Viral tropism is as well dictated in office by the presence of specific jail cell transcription factors that require enhancer sequences within the viral genome. Recently, enhancer sequences have been shown to participate in the pathogenesis of certain viral infections. Enhancer sequences within the long terminal repeat (LTR) regions of Moloney murine leukemia retrovirus are active in certain host tissues. In improver, JV papovavirus appears to accept an enhancer sequence that is active specifically in oligodendroglia cells, and hepatitis B virus enhancer activity is most active in hepatocytes. Tissue tropism is considered further in Affiliate 44.

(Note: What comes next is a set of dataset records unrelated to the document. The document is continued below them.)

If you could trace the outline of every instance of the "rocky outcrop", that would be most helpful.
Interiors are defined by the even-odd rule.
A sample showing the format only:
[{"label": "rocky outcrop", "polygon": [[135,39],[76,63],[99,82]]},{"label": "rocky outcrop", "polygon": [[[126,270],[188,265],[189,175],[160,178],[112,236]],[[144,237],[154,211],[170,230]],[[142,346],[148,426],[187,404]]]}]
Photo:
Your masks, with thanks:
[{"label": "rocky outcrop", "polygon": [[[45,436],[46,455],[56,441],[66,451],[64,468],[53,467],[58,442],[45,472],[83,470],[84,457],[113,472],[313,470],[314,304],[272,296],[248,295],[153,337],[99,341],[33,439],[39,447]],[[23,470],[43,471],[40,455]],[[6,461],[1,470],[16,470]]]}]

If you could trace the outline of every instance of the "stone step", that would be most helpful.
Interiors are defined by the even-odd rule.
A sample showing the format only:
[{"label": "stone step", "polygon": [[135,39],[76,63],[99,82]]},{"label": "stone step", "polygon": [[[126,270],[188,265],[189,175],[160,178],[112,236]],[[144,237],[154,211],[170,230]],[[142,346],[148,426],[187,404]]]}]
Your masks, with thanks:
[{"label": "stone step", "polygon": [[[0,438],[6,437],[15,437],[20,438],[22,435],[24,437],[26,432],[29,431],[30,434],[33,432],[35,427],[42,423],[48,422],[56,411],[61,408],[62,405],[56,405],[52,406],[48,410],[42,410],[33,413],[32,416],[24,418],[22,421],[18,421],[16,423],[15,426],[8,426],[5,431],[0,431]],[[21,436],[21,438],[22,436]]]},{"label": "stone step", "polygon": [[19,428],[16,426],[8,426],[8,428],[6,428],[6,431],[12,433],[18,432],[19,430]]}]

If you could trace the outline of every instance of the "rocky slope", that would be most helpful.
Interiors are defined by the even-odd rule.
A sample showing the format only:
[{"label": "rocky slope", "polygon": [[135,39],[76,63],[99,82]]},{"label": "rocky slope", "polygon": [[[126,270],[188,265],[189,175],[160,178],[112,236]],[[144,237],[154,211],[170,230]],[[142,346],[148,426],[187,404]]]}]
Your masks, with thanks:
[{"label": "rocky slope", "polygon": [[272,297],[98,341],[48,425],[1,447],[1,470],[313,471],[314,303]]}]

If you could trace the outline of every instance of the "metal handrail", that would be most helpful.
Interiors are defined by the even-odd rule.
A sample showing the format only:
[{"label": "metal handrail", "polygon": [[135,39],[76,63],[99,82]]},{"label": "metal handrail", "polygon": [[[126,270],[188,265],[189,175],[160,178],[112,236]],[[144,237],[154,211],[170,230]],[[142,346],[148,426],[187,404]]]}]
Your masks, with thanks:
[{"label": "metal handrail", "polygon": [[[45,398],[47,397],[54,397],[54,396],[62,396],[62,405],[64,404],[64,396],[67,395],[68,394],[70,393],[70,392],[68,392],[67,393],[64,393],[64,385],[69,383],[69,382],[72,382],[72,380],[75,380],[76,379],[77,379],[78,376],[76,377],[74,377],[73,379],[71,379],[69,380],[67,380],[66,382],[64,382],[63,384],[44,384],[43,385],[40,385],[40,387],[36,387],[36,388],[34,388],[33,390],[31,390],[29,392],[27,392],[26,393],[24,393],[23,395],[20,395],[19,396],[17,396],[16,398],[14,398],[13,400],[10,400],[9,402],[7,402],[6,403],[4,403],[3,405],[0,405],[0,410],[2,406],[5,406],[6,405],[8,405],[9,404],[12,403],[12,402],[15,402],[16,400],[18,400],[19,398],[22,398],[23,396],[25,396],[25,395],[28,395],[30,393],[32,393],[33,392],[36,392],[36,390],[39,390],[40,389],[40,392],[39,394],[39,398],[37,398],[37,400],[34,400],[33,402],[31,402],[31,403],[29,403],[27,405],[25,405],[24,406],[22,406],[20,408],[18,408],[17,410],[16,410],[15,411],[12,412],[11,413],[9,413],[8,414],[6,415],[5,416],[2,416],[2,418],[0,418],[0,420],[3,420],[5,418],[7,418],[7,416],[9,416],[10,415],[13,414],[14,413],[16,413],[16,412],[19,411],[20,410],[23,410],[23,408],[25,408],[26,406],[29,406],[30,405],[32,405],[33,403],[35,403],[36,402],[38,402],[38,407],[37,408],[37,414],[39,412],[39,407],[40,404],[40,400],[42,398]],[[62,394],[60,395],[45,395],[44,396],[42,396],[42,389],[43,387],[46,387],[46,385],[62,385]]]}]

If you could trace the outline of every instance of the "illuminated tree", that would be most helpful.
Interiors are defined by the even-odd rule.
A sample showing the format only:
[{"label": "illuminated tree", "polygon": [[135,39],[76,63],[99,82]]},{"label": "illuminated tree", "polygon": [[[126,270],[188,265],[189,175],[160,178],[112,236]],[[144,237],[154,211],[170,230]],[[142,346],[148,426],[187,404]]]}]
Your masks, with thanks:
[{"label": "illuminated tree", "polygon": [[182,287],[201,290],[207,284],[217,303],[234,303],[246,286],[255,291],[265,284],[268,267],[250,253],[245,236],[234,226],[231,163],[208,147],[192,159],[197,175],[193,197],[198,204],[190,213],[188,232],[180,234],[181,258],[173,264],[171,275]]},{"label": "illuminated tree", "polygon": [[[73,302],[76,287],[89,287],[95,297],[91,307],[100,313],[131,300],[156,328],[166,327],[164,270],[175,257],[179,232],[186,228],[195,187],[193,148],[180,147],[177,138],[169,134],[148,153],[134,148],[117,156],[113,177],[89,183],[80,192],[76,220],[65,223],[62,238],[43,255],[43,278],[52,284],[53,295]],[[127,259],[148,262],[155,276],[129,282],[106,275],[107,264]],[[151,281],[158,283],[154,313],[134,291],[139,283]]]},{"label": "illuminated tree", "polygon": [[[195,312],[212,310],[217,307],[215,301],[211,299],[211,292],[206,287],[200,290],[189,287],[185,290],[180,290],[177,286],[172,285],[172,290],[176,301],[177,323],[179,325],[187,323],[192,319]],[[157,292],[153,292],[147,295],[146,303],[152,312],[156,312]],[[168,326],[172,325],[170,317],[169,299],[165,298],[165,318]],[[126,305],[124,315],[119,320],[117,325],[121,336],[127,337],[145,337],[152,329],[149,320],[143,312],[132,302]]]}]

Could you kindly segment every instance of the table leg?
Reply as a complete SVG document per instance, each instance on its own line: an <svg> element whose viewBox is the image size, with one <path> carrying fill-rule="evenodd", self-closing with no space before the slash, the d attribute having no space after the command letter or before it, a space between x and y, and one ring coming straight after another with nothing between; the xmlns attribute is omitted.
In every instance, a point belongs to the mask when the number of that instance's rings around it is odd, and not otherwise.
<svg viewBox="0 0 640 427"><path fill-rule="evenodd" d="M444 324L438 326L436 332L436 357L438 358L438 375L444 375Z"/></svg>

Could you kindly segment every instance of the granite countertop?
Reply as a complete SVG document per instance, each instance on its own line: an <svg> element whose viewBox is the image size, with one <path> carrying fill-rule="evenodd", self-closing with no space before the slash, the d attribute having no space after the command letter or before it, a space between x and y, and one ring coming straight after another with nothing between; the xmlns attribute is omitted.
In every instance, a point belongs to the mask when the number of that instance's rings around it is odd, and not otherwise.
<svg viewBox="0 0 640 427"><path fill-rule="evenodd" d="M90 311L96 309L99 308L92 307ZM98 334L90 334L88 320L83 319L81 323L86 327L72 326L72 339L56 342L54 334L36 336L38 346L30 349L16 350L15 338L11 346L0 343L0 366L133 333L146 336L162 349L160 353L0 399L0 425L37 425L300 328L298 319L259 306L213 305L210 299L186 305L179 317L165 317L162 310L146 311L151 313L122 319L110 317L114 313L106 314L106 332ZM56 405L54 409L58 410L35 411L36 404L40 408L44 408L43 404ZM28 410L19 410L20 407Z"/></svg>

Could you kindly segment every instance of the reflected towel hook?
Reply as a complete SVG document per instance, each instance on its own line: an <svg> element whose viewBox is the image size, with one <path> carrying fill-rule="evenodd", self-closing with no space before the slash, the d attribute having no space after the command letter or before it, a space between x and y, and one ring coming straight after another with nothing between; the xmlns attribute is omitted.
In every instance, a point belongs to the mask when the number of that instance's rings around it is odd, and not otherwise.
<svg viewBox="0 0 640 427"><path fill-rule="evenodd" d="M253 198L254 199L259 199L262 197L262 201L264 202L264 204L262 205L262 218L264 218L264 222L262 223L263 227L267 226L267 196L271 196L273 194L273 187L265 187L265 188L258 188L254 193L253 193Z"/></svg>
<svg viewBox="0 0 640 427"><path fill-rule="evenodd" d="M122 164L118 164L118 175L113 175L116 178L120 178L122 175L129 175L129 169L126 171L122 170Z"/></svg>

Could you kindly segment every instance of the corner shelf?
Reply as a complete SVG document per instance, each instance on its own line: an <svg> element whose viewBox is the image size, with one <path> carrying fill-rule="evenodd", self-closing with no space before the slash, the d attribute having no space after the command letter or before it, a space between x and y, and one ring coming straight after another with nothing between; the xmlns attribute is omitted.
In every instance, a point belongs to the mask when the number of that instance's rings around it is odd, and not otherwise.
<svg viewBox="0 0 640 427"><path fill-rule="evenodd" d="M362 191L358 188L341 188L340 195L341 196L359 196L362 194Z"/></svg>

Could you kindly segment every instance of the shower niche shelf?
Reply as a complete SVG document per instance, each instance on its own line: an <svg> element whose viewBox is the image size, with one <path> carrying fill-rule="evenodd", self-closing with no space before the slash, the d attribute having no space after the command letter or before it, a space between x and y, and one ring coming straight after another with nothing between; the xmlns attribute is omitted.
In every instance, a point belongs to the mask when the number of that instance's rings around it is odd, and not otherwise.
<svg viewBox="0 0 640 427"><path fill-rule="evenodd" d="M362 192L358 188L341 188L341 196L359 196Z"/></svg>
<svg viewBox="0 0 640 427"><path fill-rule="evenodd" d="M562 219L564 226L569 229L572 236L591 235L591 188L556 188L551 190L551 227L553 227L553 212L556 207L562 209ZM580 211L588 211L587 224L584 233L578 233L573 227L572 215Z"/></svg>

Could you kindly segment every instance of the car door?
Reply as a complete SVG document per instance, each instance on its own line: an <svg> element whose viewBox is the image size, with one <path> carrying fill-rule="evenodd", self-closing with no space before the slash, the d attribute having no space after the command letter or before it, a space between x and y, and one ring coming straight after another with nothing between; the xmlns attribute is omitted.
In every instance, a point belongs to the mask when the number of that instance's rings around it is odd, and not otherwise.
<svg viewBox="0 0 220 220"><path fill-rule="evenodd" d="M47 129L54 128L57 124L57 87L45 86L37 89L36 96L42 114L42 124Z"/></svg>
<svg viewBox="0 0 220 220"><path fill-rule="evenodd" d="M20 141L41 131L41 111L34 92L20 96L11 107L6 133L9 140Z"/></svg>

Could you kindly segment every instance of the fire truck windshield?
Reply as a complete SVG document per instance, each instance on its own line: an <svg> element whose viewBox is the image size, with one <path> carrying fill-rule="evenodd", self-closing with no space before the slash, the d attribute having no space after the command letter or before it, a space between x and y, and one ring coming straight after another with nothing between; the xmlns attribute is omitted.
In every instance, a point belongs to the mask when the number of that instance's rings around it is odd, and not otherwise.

Sequence of Virus Spread in the Host
Implantation at Portal of Entry
Viruses are carried to the trunk by all possible routes (air, food, bites, and any contaminated object). Similarly, all possible sites of implantation (all trunk surfaces and internal sites reached by mechanical penetration) may be used. The frequency of implantation is greatest where virus contacts living cells directly (in the respiratory tract, in the alimentary tract, in the genital tract, and subcutaneously). With some viruses, implantation in the fetus may occur at the time of fertilization through infected germ cells, equally well as later in gestation via the placenta, or at birth.
Fifty-fifty at the primeval stage of pathogenesis (implantation), certain variables may influence the concluding effect of the infection. For instance, the dose, infectivity, and virulence of virus implanted and the location of implantation may decide whether the infection will be inapparent (subclinical) or will crusade mild, severe, or lethal disease.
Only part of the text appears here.